Hi ddrudik,
I apologize for that. Let me elaborate further on my original post.
We have a site where we allow users to submit content. This content is in html (we provide a wysiwyg) and many people copy and paste from MS Word.
So, I first go through the process of cleaning up what they submit so that what I have left is the "cleansed" html (I use tidy and some other logic to clean up the source). By the time the cleaning process is complete, I'm left with a "workable" set of html.
I then need to split the content up into multiple pages. We define a page as having N number of words. So, this means that I have to be able to split apart the html, loop through the words until I hit N, end that page (by closing up the markup with the appropriate closing tags, etc), then start a new page and make sure that the starting tags are a continuation of the tags that the content was in when I split it.
Here is an example: http://fanfictiondev.myfandoms.com/index.php/fanfiction/show/317?site_id=13
But the problem with that example is prevalent even on the first page. You'll notice that the paragraph, " Excellent. I’m so relieved to hear it wasn’t a date that I was suddenly myself and instead of trying to figure out what he hell was happening, I acted like myself. I kissed her good night. You know…straight girl kissing good night. Not that I ever thought of it that way before, but I guess that’s ....." should actually have only the word Excellent. as being italicized.

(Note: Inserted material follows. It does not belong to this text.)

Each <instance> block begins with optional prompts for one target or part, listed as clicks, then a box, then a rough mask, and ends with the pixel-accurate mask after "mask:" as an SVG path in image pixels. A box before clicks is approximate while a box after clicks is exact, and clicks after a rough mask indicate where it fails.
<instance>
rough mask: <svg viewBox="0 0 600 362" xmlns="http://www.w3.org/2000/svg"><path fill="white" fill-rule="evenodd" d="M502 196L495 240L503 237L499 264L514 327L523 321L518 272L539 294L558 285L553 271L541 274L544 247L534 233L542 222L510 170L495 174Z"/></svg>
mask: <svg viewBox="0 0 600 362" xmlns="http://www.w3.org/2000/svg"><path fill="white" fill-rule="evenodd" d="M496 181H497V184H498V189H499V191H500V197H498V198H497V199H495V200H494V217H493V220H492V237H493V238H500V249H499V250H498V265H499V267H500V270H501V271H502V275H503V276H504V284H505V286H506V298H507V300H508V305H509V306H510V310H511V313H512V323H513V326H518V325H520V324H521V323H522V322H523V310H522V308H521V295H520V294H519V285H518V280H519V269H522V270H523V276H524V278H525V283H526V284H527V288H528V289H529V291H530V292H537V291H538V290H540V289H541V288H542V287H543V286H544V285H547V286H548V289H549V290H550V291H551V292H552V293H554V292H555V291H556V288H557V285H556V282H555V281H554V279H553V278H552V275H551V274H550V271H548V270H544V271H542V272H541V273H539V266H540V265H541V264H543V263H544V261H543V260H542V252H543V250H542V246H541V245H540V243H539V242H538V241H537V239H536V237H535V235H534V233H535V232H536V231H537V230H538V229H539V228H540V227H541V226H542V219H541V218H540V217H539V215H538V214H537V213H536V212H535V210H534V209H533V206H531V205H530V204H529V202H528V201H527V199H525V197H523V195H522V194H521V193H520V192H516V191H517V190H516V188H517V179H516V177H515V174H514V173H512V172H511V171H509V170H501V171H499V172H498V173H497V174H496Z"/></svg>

A further example of what I'm needing to do:
CONTENT:
<p>What was supposed to happen next? What the hell was I supposed to do next?</p>
<blockquote>“I’m actually meeting my brother in Brooklyn for dinner today.”</blockquote>
<p><span style='font-weight:bold;'><em>That is excellent</em></span>. I’m so relieved to hear it wasn’t a date that I was suddenly myself and instead of trying to figure out what he hell was happening.</p>
<p>But then things changed. <strong>Big time</strong>. I found myself not in the usual “peck and run” mode.</p>
<p style='color:blue;'>And she did</p>
RESULTS OF PAGE SPLITTING IF WE USE EVERY 3 WORDS:
PAGE 1:
<p>What was supposed</p>
PAGE 2:
<p>to happen next?</p>
PAGE 3:
<p>What the hell</p>
PAGE 4:
<p>was I supposed</p>
PAGE 5:
<p>to do next?</p>
PAGE 6:
<blockquote>“I’m actually meeting</blockquote>
PAGE 7:
<blockquote>my brother in</blockquote>
PAGE 8:
<blockquote>Brooklyn for dinner</blockquote>
PAGE 9:
<blockquote>today.”</blockquote>
<p><span style='font-weight:bold;'><em>That is</em></span></p>
PAGE 10:
<p><span style='font-weight:bold;'><em>excellent</em></span>. I’m so</p>
PAGE 11:
<p>relieved to hear</p>
PAGE 12:
<p>it wasn’t a</p>
PAGE 13:
<p>date that I</p>
PAGE 14:
<p>was suddenly myself</p>
PAGE 15:
<p>and instead of</p>
PAGE 16:
<p>trying to figure</p>
PAGE 17:
<p>out what the</p>
PAGE 18:
<p>hell was happening,</p>
PAGE 19:
<p>But then things</p>
PAGE 20:
<p>changed. <strong>Big time</strong>.</p>
PAGE 21:
<p>I found myself</p>
PAGE 22:
<p>not in the</p>
PAGE 23:
<p>usual “peck and</p>
PAGE 24:
<p>run” mode.</p>
<p style='color:blue;'>And</p>
PAGE 25:
<p style='color:blue;'>she did</p>
Hopefully this makes a bit more sense.
Thank you for your continued help (and patience).